On one table, a man with a black coat and a green apron offers samples of tart olives to customers. The round, pickled ovals are packed in containers and placed in neat rows with labels reading WHOLE GREEN OLIVES to LOW SALT OLIVES.

“I like how olives give you an idea of history, how long it takes to grow from a pit to a tree,” the olive man said. “These olives [for example] come from California, the olive trees there are around three hundred years old. Olive trees in Greece are closer to three thousand years old.”


On a table further down, bins of dried fruits lie open-faced in a container: figs, raisins, dates. All are sun-shriveled and dried in sugared syrup. The owner presenting the delicacies wears a red shirt, khaki pants and a gold chain with a cross pendant around his neck.
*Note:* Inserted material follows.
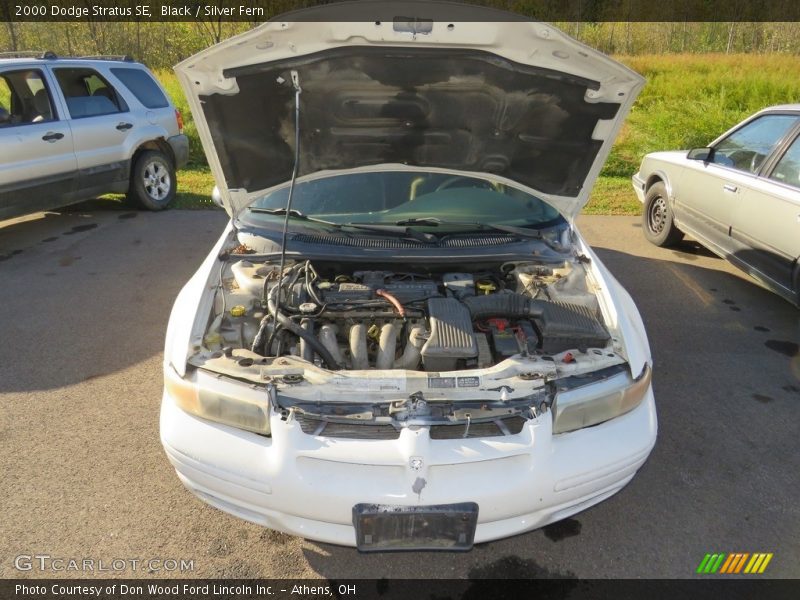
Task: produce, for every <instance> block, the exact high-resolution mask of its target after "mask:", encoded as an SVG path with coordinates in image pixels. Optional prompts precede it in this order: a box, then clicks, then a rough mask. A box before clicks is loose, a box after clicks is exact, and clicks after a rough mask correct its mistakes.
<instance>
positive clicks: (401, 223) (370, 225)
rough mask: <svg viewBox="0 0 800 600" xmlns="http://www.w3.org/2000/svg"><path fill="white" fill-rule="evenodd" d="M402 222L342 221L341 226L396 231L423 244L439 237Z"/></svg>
mask: <svg viewBox="0 0 800 600" xmlns="http://www.w3.org/2000/svg"><path fill="white" fill-rule="evenodd" d="M402 225H403V224H402V223H397V224H392V223H342V225H341V226H342V227H352V228H353V229H361V230H364V231H375V232H378V233H397V234H400V235H405V236H407V237H410V238H412V239H415V240H417V241H419V242H422V243H424V244H435V243H437V242H438V241H439V238H438V237H437V236H435V235H433V234H432V233H424V232H422V231H416V230H414V229H411V227H403V226H402Z"/></svg>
He enthusiastically encourages customers to try the Mediterranean fruits, suggesting which ones to eat with them.


The farmer’s market is a small example of how food continues to preserve one’s culture. Jennifer Berg, a director of Food Studies from the New York University, further explains the importance of food and culture in the TED article What Americans can learn from food culture.

“Food is important when you become part of a diaspora,” Berg said. “There are some aspects of maternal culture you’ll lose right away…With food, it’s something you’re engaged in, so there are more opportunities to connect to memory and family. It’s the hardest to give up.”

“Every culture has a different variety of food, spices, flavors from their own country.” the dried fruit man said. “We’re not all alike, but that is the best part about being in America.”